On the plus side, all of these skills can be acquired through shadowing your colleagues and bosses whom you admire, and listening to experts, as well as some self-reflection.
“As a leader it’s important to reflect on one’s experiences to date. Consider when you’ve enjoyed leadership the most, when you’ve been the most effective as a leader, and other patterns. A lot of leadership is about connecting and sharing with others and hearing their stories,” Paterson says.
Take a lesson
For political agility, the simplest way of thinking about politics is knowing who the decision-makers are, understanding internal decision-making processes and ensuring you understand enough about the process in order to follow it.
There may be other layers to dig through, but in general once you can identify who it is that you need to influence and what you want them to think, feel and then take action on, then you’re on the right track to positively influence.
Lessons from the now classic self-help book ‘How to Win Friends and Influence People’ by Dale Carnegie, first published in 1936, stand the test of time.
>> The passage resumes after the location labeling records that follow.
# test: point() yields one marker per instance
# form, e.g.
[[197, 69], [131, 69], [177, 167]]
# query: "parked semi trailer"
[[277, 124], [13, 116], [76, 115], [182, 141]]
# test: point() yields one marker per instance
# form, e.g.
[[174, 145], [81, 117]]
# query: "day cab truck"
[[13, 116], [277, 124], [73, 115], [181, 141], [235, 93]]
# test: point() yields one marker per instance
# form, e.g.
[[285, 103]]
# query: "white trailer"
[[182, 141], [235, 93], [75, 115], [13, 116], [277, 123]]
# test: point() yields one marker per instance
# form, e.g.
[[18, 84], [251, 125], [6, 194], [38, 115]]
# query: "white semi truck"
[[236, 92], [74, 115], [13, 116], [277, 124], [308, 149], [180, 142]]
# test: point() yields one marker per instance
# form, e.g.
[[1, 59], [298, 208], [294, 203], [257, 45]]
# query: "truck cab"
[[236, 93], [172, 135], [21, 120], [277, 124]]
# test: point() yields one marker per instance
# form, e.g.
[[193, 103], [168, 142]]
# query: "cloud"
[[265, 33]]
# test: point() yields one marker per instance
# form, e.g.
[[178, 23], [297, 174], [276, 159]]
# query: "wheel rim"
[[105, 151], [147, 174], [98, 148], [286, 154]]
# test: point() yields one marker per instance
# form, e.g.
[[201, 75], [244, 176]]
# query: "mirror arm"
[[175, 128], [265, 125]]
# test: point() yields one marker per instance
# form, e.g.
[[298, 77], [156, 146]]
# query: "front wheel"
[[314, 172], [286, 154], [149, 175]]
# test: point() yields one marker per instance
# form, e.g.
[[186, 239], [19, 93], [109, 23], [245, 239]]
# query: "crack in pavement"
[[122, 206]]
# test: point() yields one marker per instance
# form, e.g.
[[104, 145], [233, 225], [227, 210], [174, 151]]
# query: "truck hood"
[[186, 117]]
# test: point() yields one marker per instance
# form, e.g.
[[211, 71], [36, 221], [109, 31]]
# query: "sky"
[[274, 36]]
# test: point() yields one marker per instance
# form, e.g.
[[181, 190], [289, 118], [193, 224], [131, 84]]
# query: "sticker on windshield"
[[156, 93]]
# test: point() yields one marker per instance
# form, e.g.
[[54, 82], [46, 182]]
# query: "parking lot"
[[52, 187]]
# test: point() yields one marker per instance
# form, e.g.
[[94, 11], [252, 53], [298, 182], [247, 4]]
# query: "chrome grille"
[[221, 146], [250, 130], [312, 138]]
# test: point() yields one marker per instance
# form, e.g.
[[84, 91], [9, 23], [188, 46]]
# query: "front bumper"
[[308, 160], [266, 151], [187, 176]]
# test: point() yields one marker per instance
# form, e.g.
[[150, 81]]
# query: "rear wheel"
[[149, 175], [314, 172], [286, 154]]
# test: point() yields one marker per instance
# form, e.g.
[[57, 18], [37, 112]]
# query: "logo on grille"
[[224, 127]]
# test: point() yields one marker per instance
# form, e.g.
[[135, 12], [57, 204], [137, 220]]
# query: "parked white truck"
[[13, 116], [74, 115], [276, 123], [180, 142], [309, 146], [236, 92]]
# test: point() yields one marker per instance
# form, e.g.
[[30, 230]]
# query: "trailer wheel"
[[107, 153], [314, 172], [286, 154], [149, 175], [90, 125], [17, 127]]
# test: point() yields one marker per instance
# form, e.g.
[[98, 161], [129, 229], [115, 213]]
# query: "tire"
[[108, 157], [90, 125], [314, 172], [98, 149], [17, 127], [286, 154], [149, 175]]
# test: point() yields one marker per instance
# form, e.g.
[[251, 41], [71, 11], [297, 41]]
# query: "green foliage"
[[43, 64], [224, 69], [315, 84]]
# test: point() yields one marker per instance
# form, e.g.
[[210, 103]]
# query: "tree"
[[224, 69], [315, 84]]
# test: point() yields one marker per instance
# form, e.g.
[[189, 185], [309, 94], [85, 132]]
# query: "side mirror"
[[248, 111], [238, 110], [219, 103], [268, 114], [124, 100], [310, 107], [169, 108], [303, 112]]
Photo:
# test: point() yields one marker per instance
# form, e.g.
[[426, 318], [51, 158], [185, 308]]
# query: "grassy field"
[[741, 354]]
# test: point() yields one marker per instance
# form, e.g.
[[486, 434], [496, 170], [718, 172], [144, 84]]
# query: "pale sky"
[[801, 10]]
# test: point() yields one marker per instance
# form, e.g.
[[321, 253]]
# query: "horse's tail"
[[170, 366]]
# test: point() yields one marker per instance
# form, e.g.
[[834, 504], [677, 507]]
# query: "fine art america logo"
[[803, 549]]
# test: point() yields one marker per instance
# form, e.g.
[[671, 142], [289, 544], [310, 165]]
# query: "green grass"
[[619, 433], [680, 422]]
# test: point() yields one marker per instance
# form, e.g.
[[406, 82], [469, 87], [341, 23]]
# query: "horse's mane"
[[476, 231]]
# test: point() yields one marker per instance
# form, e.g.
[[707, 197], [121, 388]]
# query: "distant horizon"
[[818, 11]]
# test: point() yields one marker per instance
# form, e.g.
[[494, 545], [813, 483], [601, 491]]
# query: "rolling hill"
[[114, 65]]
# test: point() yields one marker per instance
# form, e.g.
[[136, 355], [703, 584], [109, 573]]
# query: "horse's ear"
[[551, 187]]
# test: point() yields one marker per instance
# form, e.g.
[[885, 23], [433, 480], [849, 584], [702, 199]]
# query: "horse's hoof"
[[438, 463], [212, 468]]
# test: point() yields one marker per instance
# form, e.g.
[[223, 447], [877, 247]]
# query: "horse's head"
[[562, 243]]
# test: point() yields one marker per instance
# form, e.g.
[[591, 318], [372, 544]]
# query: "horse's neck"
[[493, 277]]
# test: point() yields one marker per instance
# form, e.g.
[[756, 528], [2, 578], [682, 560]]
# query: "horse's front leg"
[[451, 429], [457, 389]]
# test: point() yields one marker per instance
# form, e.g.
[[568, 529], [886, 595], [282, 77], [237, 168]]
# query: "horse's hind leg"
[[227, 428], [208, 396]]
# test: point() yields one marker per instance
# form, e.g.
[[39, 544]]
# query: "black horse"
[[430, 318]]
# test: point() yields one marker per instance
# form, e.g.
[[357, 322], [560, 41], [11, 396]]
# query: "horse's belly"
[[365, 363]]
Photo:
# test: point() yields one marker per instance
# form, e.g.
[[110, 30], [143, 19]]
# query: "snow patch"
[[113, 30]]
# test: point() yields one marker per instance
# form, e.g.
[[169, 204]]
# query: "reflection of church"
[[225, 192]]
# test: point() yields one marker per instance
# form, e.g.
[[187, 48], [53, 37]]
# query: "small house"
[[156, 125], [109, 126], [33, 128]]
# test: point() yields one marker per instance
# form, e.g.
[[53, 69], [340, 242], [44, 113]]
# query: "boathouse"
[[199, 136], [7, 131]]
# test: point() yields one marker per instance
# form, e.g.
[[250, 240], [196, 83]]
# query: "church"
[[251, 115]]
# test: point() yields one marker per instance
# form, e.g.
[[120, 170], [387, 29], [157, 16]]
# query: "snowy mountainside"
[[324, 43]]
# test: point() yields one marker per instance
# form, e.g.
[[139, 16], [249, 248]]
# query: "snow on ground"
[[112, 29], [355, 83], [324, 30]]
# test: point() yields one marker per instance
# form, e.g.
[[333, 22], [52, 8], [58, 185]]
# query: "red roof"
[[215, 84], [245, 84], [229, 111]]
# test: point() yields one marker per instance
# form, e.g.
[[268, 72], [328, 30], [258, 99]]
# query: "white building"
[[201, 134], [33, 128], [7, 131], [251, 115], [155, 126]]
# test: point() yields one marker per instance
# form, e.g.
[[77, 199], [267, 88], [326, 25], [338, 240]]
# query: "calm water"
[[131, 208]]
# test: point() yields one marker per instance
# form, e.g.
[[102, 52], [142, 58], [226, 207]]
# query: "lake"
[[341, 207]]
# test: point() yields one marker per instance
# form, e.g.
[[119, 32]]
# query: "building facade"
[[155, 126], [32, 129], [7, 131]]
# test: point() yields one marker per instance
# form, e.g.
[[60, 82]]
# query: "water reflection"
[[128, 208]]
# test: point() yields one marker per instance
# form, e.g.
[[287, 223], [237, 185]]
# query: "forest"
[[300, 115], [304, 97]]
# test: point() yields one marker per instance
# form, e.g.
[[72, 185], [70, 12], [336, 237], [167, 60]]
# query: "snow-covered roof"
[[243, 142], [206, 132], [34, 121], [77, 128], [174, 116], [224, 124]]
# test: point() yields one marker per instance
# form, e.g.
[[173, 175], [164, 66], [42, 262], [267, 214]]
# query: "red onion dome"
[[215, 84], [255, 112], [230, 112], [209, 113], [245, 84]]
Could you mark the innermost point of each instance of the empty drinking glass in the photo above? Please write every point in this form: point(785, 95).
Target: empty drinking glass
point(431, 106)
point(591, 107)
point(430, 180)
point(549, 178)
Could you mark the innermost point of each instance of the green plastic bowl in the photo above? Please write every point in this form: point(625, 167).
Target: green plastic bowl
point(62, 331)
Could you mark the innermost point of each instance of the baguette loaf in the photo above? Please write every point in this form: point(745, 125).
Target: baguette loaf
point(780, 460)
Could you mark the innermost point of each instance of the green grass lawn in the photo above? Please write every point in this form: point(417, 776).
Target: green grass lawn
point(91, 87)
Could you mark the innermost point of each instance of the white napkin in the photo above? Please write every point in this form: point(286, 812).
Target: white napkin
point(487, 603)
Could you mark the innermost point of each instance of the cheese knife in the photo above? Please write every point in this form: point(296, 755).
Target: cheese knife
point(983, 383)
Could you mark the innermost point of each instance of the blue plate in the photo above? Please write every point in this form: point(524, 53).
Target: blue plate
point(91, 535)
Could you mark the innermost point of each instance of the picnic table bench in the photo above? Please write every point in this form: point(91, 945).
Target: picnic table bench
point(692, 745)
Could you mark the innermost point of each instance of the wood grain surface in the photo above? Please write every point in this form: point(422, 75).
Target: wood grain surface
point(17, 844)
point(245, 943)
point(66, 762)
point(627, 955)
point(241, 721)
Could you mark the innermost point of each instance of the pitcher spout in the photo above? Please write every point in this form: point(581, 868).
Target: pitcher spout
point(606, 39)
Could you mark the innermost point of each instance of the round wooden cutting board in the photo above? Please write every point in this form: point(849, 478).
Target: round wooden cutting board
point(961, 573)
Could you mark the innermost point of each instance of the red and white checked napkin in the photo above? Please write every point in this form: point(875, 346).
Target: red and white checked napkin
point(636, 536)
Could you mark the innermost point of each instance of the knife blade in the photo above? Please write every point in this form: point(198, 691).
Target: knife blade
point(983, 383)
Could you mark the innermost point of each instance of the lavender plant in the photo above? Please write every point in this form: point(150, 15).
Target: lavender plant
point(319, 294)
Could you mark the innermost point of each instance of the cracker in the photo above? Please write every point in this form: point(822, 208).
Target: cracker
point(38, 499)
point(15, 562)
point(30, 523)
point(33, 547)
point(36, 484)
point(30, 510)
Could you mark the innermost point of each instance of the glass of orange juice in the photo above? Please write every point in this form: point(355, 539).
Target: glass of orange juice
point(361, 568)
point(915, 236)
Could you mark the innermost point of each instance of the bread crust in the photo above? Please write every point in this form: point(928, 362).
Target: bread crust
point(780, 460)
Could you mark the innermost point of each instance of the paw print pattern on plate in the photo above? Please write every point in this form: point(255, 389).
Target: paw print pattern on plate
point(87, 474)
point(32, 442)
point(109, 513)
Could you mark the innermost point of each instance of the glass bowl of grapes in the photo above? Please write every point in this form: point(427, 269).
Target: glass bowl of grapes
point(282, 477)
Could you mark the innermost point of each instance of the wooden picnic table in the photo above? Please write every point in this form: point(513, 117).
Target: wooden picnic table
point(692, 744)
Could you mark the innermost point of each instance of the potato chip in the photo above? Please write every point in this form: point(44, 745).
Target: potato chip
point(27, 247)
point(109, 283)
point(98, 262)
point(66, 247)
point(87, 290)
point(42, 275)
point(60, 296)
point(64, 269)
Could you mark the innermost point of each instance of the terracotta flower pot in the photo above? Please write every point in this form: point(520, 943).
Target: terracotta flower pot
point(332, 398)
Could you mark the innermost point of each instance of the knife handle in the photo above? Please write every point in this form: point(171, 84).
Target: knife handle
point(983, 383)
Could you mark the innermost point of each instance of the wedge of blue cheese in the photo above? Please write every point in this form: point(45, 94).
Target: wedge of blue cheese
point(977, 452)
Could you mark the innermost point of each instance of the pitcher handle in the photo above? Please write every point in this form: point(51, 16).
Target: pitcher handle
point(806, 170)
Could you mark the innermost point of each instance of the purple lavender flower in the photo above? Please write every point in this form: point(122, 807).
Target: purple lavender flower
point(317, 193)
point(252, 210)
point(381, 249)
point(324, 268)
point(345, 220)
Carnegie’s main message from the book emphasises building positive relationships through empathy, genuine interest and avoiding criticism, while also highlighting the importance of praise, listening and remembering names.
Another facet of influencing is indirect influencing. If you don’t have a relationship with a certain person but another colleague does, then asking them to influence on your behalf can also be effective.
“For some people that might seem Machiavellian. It depends. If you could say that what you are trying to make happen is good for customers, good for the organisation and good for the people involved, then actually the end justifies the means and that’s absolutely fine.
“Now, if you’re doing it to advance your own agenda at the expense of someone else’s, and it’s potentially going to do the organisation harm and not in the customer’s best interest, then yes, Machiavelli is at play,” Paterson says.
Critically, though, influencing can and perhaps ought to be a more ordinary day-to-day task, where finance professionals are business partnering and developing relationships with regular dialogue and sound advice.